Jun 10, 2013 Simon Williams
If British small and medium-sized enterprise (SME) owners are counting on bank lending to pick up anytime soon, they probably shouldn't hold their breath.
Even the Bank of England - which has pumped millions into the economy to try to spur short term lending growth from financial institutions - seems resigned to the notion that these firms aren't going to be as willing when it comes to lending going forward.
"There are many businesses that the banks have no interest in lending to, either because of the sector they are in, or because they are very young," Marc Glazer, head of Boost, recently told This Is Money. "Equally, many firms that deal direct with consumers can't typically use invoice financing, while asset finance will not cover building extensions."
As bank loan approval rates continue to stagnate, many SME leaders are looking toward alternative sources of finance. That's because many alternative lenders are using more lenient scoring measures to determine whether or not a company is eligible to receive a loan.

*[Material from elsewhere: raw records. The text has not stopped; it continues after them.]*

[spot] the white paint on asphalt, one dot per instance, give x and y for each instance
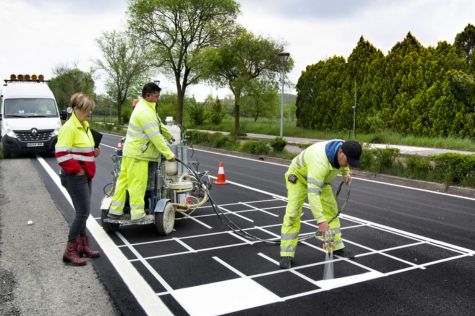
(141, 290)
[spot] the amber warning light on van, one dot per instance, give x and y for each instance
(26, 77)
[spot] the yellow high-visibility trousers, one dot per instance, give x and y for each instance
(133, 177)
(296, 194)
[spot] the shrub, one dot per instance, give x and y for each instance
(196, 112)
(278, 144)
(256, 147)
(454, 168)
(418, 167)
(216, 114)
(379, 159)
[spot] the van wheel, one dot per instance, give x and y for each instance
(6, 153)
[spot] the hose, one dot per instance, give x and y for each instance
(239, 231)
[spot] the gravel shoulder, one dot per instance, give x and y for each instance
(33, 278)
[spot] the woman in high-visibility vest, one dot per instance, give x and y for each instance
(75, 152)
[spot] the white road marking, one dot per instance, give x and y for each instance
(139, 288)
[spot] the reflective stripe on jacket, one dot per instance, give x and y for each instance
(314, 170)
(146, 135)
(75, 147)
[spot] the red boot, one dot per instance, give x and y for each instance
(71, 255)
(85, 249)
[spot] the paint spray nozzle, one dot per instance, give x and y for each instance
(328, 242)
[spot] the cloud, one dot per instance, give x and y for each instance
(311, 9)
(92, 7)
(38, 35)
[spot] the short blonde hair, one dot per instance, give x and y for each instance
(82, 101)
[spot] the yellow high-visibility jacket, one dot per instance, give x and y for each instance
(75, 147)
(146, 135)
(314, 169)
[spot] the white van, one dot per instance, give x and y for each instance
(29, 116)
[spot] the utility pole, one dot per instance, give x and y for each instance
(283, 62)
(354, 116)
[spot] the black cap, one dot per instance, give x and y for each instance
(352, 151)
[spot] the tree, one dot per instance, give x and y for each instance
(241, 59)
(177, 30)
(465, 43)
(68, 81)
(126, 64)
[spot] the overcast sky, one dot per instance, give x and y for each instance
(38, 35)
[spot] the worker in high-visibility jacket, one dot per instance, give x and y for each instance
(75, 151)
(146, 141)
(310, 175)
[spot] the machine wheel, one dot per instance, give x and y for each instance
(108, 227)
(165, 221)
(6, 153)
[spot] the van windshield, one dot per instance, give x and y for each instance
(30, 108)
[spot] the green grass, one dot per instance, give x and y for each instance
(272, 127)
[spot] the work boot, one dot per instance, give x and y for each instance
(138, 217)
(344, 253)
(71, 255)
(115, 214)
(285, 262)
(84, 248)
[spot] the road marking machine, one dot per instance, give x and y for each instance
(173, 188)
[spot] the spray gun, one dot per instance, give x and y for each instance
(328, 241)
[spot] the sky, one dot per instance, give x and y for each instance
(37, 36)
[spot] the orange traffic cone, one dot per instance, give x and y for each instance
(221, 179)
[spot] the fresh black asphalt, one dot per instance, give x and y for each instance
(379, 223)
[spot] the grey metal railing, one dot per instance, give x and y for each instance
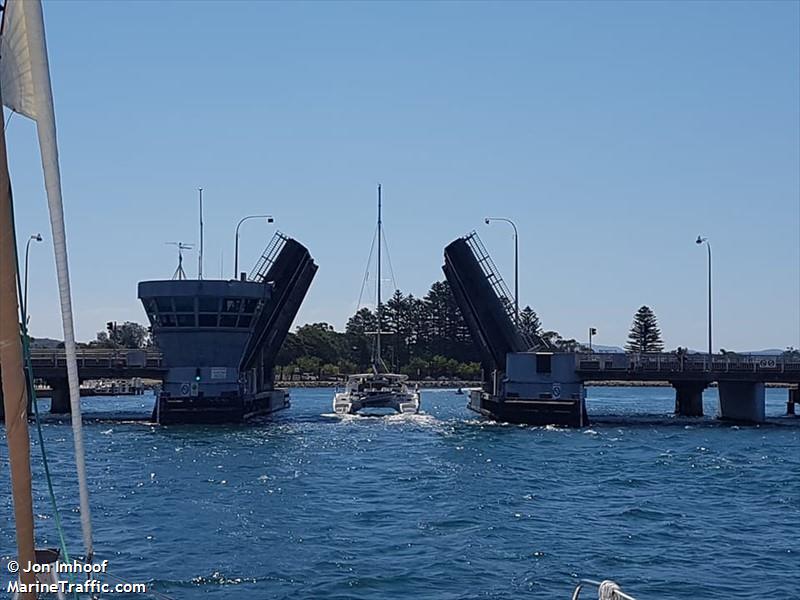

For instance, some lenders are employing Payment Reporting Builds Credit (PRBC) scoring methods, which weighs multiple financial factors like an SME's ability to pay past utility bills. This has opened up funding for a number of smaller companies in the United Kingdom.
Targeted solutions with technology
Even so, there is still a significant lending gap in the British SME sector. In a recent column for The Economist, Michael McMahon, a macroeconomist at the University of Warwick, advocated developing more targeted lending initiatives.
He emphasized that the key to success will be designing "a system that creates the right incentives." This strategy could be most effective if it incorporates technology like the Internet.
In the United States, alternative lenders and SMEs have experienced a quality relationship largely because they are connecting through the Internet and other streamlined mediums. Biz2Credit co-founder and CEO Rohit Arora detailed some of these processes in a recent blog post for Fox Small Business.
In particular, technology enables SME owners to request loans entirely online, as opposed to filling out forms manually. Then, those applications would reach the lending firm faster, thereby speeding up the times for approval and receiving the finances.
In addition, technology has allowed alternative short term lenders to store a larger amount of information about SMEs more accurately. That way, firms that use measures like the PRBC scoring method will have an easier time keeping track of multiple financial factors simultaneously.